The genius student Mikage runs a series of ‘seminars,’ in which troubled students are isolated and asked to dig deeper into their pain, which often comes from unfulfilled love. Once their hearts have been turned, Mikage offers them a chance to change things.
To ‘revolutionize the world’ is the stated goal of the student council duelists, but it always seemed a vague and impersonal goal. There were always ulterior motives for the original duelists to fight. For the Black Rose duelists, ‘revolutionizing the world’ is the goal in an of itself. It promises a change in the status que, a chance for them to be amongst the chosen.
When a student is inner pain is brought out by Mikage, he gives them a black rose and a duelist ring that once belonged to a fallen duelist long ago. It’s interesting that the unchosen can only fight by co-opting the ‘chosen’ status of someone else. Indeed, the Black Rose duelists get their swords from the bodies of their unrequited loves (much as Utena draws her sword from Anthy), a process which hurts them. The act of fighting to win the person they love causes that person to suffer.
The episode ‘Thorns of Death,’ offers a good example:
In the first box set, we learn that Juri, one of the student council duelists, once had friend named Shiori. Shiori ‘stole’ the boy that was in love with Juri and ran off. As it turns out, Juri was not in love with the boy, but with Shiori herself.
Shiori returns in this second set, no longer with the boy, but still carrying a superiority complex over having stolen him; that is, until she finds out the truth about Juri.

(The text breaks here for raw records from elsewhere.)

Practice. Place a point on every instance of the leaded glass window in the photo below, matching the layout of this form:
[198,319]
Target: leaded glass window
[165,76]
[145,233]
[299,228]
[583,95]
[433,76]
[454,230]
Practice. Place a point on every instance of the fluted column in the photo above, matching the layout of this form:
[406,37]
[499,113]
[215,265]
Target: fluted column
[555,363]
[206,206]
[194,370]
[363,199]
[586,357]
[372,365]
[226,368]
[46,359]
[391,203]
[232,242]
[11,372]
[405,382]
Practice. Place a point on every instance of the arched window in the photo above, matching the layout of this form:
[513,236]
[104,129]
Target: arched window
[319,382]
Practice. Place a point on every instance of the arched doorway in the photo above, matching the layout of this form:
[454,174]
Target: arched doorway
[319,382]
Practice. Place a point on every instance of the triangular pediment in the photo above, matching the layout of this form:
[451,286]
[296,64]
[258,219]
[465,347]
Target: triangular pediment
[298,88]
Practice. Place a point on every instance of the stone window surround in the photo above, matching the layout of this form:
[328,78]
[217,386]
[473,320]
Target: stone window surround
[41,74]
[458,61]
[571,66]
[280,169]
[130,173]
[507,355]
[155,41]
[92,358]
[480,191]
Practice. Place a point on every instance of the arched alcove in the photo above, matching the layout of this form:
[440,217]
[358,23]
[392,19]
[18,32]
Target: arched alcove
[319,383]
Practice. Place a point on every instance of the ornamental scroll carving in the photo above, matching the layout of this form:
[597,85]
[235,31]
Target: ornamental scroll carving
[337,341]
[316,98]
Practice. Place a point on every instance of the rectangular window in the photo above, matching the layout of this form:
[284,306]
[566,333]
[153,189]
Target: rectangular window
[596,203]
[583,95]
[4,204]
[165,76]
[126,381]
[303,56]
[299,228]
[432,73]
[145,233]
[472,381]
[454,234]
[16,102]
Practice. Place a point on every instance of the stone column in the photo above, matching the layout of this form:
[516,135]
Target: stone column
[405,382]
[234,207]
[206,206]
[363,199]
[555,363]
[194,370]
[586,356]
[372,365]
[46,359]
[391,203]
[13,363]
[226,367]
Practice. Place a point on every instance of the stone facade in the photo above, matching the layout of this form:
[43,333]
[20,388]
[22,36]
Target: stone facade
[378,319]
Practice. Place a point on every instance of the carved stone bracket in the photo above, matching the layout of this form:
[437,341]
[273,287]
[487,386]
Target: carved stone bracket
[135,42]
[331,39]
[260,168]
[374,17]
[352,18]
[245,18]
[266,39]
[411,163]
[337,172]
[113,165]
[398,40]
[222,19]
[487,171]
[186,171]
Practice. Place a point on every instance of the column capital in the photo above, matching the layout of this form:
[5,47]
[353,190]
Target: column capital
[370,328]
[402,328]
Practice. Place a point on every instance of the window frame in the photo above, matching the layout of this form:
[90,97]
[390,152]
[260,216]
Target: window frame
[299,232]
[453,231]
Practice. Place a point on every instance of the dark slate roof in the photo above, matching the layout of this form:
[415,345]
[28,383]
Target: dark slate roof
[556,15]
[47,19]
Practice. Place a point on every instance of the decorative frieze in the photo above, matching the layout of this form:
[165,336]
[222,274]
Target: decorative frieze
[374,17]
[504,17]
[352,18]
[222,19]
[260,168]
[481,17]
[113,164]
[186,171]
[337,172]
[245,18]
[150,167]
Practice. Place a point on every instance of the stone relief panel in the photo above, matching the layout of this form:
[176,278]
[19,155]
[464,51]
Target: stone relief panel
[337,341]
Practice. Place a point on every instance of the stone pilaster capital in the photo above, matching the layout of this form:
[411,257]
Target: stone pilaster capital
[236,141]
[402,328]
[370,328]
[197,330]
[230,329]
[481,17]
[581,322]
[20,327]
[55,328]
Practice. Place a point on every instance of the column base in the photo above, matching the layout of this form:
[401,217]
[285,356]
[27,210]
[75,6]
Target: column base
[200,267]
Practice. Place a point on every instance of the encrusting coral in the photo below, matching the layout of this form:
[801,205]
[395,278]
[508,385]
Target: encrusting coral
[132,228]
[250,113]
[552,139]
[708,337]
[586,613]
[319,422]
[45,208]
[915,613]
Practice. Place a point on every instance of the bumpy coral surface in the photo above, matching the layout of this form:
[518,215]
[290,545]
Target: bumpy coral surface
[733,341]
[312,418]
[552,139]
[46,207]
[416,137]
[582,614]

Shiori enters the Mikage seminars. As she’s questioned by Mikage, we find that she loves Juri (if not romantically, then at least as a focus of admiration) but that her love had turned to jealousy. Shiori wanted to take something from Juri; to be, for once, one of the chosen. Finding out that she had not taken anything Juri wanted, and that she had failed to make Juri jealous (in fact, Juri still loved her) drives Shiori over the edge.
When Mikage gives her the opportunity to ‘revolutionize the world,’ she takes it.
The second collection of Revolutionary Girl Utena is just as good as the first. The character development and drama are just as sharp; if anything, the new focus on smaller, more mundane characters makes it more poignant.
The style is getting a little weirder, and the repetitive plot structure and reused animations are a drawback; but in the end, the story and characters more than makes up for it.